Kurzfristige Börsenschwankungen kein Kriterium
Dax-Spekulation nur bei Degussa und Altana begründet

"Die aktuellen Spekulationswellen sind völlig überzogen", meint eine Analystin zur Diskussion um anstehende Veränderungen im Dax. So schreibt die "Wirtschaftswoche" in der neue Ausgabe unter Berufung auf einen Analysten, in den Frankfurter Bankentürmen würden die Korken knallen, wenn der Konkurrent MLP nach dem Kursrutsch aus dem Dax fliege.

vwd FRANKFURT. Und die Börsen-Zeitung schreibt, die Zugehörigkeit von Epcos sei gefährdet, weil ein neuer Großaktionär namens Capital Companies mit einem Anteil von 18,8 Prozent aufgetaucht ist. "Aus heutiger Sicht ist aber nur die Spekulation um Altana und Degussa gerechtfertigt", sagt die Analystin zu vwd.

Denn der Epcos-Anteil der Finanz-Gruppe gehöre zum Streubesitz, sagte sie. Bei dem Anteil handle es sich nicht wie bei den Paketen von Siemens oder Matushita an Epcos um strategische Beteiligungen, sondern um ein Finanz-Investment einer Vermögensverwaltung. Das Paket sei somit dem sogenannten Asset Management zuzuschlagen und damit klar dem Streubesitz.

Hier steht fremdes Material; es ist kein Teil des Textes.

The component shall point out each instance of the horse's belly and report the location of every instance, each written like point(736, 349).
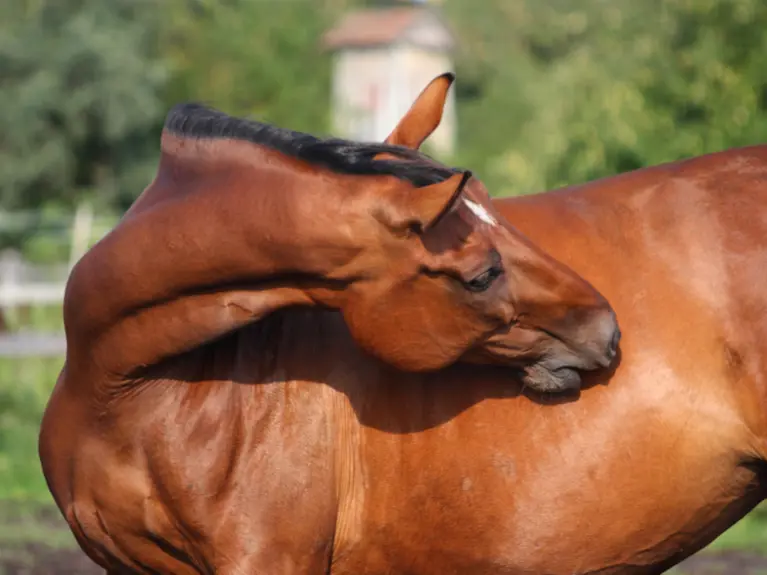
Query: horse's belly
point(633, 496)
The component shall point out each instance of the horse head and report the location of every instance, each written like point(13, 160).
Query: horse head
point(454, 281)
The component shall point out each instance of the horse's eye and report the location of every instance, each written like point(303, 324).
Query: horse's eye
point(484, 280)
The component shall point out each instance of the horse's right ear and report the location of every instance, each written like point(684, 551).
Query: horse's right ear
point(422, 208)
point(424, 115)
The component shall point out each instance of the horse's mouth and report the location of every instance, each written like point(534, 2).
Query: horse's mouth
point(563, 379)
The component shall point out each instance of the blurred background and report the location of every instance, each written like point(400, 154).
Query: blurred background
point(548, 93)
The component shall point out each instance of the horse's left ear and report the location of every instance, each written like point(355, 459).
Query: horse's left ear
point(424, 115)
point(424, 207)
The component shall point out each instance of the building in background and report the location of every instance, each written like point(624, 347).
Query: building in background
point(382, 59)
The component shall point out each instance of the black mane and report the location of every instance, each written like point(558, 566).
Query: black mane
point(193, 120)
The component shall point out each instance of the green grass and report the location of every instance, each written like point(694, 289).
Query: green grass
point(25, 385)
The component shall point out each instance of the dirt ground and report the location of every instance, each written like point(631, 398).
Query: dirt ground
point(39, 560)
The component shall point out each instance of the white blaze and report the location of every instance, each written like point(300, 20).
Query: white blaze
point(480, 212)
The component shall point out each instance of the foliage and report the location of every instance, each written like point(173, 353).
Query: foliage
point(78, 100)
point(579, 90)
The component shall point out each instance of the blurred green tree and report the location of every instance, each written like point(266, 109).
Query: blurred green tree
point(257, 59)
point(562, 92)
point(80, 97)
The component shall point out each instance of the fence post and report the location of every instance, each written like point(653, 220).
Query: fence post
point(82, 228)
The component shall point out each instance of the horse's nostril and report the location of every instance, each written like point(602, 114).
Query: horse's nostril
point(614, 342)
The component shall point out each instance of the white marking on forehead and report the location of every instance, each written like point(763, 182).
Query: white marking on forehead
point(480, 212)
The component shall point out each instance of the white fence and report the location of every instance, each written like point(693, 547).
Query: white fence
point(25, 285)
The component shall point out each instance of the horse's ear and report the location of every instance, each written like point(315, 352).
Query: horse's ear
point(424, 115)
point(422, 208)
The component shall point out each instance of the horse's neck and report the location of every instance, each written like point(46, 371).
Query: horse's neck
point(199, 257)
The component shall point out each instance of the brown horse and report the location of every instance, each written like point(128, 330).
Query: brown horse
point(190, 432)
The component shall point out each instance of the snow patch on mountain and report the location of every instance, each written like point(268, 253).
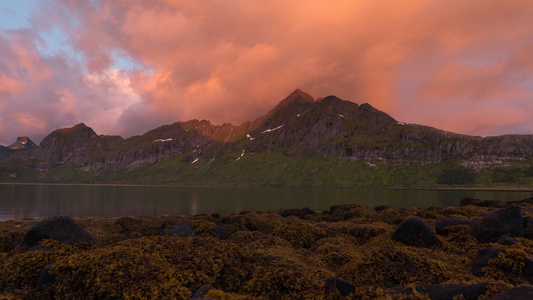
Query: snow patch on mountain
point(273, 129)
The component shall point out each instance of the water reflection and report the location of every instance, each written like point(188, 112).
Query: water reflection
point(32, 201)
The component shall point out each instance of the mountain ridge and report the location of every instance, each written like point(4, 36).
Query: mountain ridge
point(299, 127)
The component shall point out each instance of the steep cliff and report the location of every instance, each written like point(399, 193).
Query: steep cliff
point(299, 126)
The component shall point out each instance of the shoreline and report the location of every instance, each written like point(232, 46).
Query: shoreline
point(284, 253)
point(480, 189)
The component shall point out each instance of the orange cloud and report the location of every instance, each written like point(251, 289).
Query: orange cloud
point(464, 66)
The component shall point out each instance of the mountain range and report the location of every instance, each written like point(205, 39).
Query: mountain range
point(300, 142)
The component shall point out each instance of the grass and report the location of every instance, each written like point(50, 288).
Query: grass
point(279, 169)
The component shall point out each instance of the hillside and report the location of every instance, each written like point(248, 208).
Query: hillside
point(300, 142)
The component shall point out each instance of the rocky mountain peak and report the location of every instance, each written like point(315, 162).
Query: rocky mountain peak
point(294, 100)
point(23, 143)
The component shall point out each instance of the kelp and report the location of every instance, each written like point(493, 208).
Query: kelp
point(267, 255)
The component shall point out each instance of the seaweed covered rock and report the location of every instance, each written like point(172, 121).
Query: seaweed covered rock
point(519, 292)
point(156, 267)
point(528, 227)
point(45, 278)
point(442, 226)
point(196, 228)
point(343, 287)
point(61, 228)
point(391, 267)
point(483, 203)
point(414, 232)
point(201, 292)
point(345, 212)
point(505, 221)
point(444, 291)
point(300, 235)
point(300, 213)
point(506, 240)
point(482, 258)
point(255, 221)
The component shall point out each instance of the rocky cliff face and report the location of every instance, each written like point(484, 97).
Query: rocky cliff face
point(297, 126)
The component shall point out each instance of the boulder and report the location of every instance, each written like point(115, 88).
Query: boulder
point(343, 287)
point(300, 213)
point(443, 225)
point(519, 292)
point(527, 269)
point(528, 227)
point(505, 221)
point(444, 291)
point(506, 240)
point(45, 279)
point(201, 292)
point(414, 232)
point(187, 228)
point(482, 258)
point(61, 228)
point(483, 203)
point(183, 229)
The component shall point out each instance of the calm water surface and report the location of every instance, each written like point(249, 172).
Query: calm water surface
point(19, 201)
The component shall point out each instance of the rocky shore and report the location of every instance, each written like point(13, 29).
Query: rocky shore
point(480, 250)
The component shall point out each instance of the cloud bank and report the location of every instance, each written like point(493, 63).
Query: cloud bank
point(463, 66)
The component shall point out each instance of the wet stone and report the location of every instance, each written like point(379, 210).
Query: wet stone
point(414, 232)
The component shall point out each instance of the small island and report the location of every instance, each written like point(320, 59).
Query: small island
point(480, 249)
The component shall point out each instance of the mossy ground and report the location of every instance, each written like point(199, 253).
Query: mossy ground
point(266, 256)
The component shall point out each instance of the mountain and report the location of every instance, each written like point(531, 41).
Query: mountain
point(23, 143)
point(300, 142)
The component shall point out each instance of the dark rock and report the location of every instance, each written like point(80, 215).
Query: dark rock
point(127, 224)
point(39, 247)
point(527, 270)
point(45, 279)
point(505, 221)
point(183, 229)
point(442, 226)
point(444, 291)
point(201, 292)
point(62, 228)
point(506, 240)
point(380, 208)
point(414, 232)
point(482, 258)
point(187, 229)
point(483, 203)
point(343, 287)
point(528, 227)
point(300, 213)
point(519, 292)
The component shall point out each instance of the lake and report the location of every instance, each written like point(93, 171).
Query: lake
point(19, 201)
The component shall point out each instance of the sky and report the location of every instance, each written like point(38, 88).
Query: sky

Zu MLP verwies die Analystin auf den Arbeitskreis Indizes der Deutschen Börse AG, der am 13. August über Dax-Veränderungen entscheidet, die sich Ende September ergeben könnten. Zunächst achte der Arbeitskreis stark auf Kontinuität, so die Analystin mit Blick auf die Vergangenheit. Von kurzfristigen Kursschwankungen lasse sich die Börse nicht leiten. Außerdem genössen die Mitglieder des Dax eine Art von Bestandsschutz, das heißt, ein Kandidat müsse schon nachweisen, dass er bei einem Eintausch die Qualität des Index verbessere.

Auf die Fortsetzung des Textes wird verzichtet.